The 170-miles (274km) of The National Byway® route in South-West England was the first section developed by the Byway organisation. It fittingly starts and finishes in Winchester, ancient capital of England. It heads west to Wiltshire and Dorset, into the cradle of English civilisation, along a circular route which can be ridden either way.
This is an ancient part of Britain, where stone ‘henges’ reach mysteriously into the sky, strange figures are cut into the chalk and ancient burial grounds dot the landscape; where Roman roads cut their way direct across the landscape and primeval earthworks stand sentinel in now-peaceful countryside.
Along the way, the Byway’s South-West England route visits Georgian Stockbridge and lovely Mottisfont Abbey in Hampshire, as well as the fringes of the New Forest. In Wiltshire there is Old Sarum (the original Salisbury) and the peaceful Wylye Valley en route to Tisbury, where The National Byway’s first-ever Loop was developed. Nearby is the splendour of Old Wardour Castle before the route crosses into Dorset to Shaftesbury, where a dismount is definitely recommended on cobbled Gold Hill.
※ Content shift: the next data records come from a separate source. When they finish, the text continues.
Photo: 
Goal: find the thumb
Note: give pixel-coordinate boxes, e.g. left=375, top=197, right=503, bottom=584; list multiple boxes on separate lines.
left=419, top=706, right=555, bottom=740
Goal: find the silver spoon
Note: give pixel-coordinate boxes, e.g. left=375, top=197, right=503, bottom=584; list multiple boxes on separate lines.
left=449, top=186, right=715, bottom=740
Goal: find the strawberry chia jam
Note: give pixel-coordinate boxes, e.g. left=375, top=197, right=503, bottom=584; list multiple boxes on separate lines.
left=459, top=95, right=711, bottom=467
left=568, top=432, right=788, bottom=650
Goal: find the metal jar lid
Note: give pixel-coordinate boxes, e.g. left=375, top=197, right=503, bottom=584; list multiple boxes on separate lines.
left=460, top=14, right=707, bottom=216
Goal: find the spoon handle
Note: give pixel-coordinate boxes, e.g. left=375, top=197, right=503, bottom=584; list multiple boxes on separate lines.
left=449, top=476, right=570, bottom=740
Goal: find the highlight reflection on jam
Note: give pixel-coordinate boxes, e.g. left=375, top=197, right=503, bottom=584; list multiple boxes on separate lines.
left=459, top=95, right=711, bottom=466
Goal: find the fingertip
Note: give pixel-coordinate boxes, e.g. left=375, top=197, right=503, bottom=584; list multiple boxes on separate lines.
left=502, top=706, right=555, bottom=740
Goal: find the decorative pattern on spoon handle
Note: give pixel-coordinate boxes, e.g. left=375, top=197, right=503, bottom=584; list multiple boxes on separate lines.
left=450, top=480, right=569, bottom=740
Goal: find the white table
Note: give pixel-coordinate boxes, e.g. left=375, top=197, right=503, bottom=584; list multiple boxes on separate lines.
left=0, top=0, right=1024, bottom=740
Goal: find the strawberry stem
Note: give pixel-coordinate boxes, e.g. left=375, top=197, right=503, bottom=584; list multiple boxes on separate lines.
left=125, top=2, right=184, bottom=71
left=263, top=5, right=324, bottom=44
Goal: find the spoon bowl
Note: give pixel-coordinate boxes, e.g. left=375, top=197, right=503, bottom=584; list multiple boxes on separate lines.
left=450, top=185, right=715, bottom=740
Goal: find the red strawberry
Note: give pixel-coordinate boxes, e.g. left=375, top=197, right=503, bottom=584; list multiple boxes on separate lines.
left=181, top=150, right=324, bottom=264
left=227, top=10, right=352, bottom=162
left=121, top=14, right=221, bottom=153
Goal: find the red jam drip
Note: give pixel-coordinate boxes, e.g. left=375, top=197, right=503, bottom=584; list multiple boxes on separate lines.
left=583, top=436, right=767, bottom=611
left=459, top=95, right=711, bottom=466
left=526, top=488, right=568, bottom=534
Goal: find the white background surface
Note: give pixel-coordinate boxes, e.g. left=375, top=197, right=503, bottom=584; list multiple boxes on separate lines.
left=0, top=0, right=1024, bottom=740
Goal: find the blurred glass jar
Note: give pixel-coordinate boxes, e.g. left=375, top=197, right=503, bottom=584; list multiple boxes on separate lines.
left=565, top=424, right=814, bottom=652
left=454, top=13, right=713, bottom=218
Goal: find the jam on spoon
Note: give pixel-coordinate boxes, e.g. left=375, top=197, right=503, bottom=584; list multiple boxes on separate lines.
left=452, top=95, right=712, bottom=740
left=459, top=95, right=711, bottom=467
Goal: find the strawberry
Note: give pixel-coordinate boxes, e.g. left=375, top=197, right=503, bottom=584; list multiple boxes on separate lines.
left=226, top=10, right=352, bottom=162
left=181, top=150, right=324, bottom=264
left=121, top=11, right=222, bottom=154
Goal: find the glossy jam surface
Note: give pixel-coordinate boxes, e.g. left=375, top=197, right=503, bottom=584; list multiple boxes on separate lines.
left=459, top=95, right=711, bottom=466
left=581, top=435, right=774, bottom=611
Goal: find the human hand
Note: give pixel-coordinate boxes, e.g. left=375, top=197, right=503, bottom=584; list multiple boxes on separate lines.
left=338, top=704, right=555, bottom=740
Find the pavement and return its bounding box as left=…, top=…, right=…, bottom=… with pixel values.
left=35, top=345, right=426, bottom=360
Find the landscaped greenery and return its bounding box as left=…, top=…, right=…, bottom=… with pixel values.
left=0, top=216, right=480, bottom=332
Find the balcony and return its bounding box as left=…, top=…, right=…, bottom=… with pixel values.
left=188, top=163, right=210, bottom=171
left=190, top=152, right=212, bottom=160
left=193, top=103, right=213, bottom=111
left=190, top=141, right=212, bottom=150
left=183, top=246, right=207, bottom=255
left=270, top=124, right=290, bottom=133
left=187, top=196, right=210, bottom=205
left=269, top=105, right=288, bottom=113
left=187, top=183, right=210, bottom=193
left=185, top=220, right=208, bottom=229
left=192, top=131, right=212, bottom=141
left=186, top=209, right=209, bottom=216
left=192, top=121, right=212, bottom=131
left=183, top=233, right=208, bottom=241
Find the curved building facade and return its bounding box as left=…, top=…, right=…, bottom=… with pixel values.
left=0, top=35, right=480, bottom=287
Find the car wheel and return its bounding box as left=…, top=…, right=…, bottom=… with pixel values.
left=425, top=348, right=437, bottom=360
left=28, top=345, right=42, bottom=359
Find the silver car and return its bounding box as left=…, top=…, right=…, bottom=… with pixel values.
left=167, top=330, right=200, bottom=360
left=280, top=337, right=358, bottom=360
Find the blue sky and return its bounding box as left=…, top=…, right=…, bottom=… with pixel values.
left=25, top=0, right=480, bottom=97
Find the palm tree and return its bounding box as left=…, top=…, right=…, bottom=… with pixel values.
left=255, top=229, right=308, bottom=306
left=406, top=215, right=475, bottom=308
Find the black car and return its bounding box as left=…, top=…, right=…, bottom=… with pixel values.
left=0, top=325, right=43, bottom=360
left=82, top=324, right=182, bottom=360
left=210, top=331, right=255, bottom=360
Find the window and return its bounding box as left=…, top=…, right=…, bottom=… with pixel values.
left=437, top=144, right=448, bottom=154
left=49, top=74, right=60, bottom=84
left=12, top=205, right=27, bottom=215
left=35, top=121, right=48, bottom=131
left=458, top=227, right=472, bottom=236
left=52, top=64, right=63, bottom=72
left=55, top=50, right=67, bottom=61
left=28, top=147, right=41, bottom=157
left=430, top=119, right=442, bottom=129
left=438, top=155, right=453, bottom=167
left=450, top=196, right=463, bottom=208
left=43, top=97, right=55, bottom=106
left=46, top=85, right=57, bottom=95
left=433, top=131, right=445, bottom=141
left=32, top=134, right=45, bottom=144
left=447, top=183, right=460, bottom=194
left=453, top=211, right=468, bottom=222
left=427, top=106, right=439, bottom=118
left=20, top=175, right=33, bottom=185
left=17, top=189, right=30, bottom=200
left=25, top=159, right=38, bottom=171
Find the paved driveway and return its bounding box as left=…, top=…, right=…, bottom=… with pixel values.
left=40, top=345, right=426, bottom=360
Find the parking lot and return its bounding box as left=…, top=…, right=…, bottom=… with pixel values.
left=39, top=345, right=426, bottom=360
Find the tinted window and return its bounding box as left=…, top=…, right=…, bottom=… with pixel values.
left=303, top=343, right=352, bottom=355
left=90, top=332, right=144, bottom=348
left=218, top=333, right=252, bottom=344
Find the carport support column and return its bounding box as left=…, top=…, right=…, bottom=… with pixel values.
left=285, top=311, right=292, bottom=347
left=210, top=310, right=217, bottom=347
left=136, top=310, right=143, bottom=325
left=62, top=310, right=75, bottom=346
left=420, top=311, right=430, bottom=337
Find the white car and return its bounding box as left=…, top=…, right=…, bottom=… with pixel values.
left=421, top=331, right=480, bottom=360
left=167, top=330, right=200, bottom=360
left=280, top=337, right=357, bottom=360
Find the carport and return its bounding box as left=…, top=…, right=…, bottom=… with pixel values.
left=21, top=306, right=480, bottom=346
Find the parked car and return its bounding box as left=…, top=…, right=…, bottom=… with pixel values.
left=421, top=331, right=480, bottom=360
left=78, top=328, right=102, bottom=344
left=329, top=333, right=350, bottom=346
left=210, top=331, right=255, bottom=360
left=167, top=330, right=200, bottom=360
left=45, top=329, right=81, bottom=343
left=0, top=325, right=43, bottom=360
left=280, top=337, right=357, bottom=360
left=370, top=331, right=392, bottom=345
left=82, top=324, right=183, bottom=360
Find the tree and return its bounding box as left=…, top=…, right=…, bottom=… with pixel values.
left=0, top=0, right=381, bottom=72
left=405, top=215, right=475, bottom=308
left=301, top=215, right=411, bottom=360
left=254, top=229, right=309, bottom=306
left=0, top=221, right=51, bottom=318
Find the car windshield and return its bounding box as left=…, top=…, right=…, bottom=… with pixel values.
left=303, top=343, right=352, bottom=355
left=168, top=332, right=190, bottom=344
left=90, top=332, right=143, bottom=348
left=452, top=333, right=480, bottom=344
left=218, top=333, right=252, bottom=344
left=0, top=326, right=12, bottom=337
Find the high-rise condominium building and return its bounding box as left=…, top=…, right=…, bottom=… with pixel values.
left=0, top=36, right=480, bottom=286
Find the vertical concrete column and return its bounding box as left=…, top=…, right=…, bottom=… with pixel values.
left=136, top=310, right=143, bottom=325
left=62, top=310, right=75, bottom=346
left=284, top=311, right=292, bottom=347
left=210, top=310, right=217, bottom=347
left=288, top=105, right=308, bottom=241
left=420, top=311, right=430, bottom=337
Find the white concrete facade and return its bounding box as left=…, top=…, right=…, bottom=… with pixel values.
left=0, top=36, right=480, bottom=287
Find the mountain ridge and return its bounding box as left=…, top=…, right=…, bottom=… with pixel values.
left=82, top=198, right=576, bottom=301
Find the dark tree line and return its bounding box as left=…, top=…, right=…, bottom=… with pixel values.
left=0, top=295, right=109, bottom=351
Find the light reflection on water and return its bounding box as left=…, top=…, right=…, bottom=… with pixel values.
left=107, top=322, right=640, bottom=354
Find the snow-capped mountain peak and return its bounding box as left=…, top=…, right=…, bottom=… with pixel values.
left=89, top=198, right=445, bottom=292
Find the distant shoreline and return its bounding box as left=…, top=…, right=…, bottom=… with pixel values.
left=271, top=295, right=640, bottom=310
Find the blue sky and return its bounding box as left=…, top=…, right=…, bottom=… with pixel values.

The Byway continues to the west of Shaftesbury, on to ancient Glastonbury as well as joining The National Byway® West Midlands route at Cirencester.
On the return route into Hampshire the Byway passes through Cranborne Chase and Breamore with its fine Saxon church, then by way of bustling Fordingbridge to the peace of the New Forest. North of here the route rejoins the westward section and returns along the old Roman road to Winchester.